Abstract Background Mitochondrial transfer has been found to play an important role in various diseases, and many mitochondrial biological behaviors can be regulated by HMGB1. However, the role of mitochondrial transfer in HCC and its relationship with HMGB1 are currently unknown. Method Field emission scanning electron microscope, immunofluorescence, and cell flow cytometry were used to detect mitochondrial transfer between HCC cells. Analyze the change and significance of related molecules in clinical samples of HCC through bioinformatics analysis and tissue microarrays. The specific mechanism was determined by co-immunoprecipitation, luciferase reporter assay and chromatin immunoprecipitation. Cell metastasis and invasion ability were detected through in vitro cell migration and invasion analysis, as well as in vivo tail vein lung metastasis in mice. Result We confirmed the transfer of mitochondria between HCC cells through tunnel nanotubes. The transfer of mitochondria from the higher invasive HCC cells to the lower invasive HCC cells could enhance the migration and invasion ability of the latter, and the hypoxic conditions increased the mitochondria transfer between HCC cells.
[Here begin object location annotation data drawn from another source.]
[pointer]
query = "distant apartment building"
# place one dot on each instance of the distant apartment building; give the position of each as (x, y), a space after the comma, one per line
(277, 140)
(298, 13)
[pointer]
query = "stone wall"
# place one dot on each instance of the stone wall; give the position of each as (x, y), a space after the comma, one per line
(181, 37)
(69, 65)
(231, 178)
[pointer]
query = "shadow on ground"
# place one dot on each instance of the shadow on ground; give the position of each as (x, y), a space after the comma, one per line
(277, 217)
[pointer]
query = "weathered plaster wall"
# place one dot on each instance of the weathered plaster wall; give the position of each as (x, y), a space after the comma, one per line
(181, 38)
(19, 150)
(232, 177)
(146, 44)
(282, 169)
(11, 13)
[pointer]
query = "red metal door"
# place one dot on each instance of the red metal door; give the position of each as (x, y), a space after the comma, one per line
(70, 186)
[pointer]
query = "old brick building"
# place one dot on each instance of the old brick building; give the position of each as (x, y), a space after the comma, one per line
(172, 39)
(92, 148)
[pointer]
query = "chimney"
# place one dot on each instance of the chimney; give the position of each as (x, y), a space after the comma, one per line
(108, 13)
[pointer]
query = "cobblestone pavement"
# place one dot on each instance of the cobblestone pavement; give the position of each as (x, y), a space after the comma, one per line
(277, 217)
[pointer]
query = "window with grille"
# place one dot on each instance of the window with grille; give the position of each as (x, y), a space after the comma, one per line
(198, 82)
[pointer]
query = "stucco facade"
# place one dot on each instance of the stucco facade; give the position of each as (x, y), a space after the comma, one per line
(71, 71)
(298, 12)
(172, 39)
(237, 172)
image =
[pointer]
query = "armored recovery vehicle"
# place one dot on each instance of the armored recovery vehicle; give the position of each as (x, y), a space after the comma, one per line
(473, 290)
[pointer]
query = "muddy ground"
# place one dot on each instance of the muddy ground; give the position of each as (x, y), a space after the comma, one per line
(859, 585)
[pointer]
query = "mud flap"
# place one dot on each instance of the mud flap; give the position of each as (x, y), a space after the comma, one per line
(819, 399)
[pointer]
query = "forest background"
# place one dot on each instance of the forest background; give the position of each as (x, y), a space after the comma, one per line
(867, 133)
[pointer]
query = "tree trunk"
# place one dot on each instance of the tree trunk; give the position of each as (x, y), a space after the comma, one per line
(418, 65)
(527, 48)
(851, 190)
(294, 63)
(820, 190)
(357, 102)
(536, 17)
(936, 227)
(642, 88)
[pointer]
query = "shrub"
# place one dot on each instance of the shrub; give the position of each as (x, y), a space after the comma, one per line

During this process, RHOT1, as the mitochondrial transport protein, promoted mitochondrial transfer and promoted the migration and metastasis of HCC cells. Under hypoxia, HMGB1 further regulated the expression of RHOT1 by increasing the expression of NFYA and NFYC subunits in the NF-Y complex. RAC1, as the protein associated with the formation of tunnel nanotubes, promoted mitochondrial transfer and also promoted the development of HCC. Besides, HMGB1 regulated RAC1 aggregation to the cell membrane under hypoxia. In clinical samples, patients with high expression of HMGB1, RHOT1, or RAC1 in HCC had the relatively shorter overall survival period. Conclusion Under hypoxic conditions, HMGB1 promotes mitochondrial transfer and migration and invasion of HCC cells by increasing the expression of mitochondrial transport protein RHOT1, as well as the expression of tunnel nanotube formation related protein RAC1.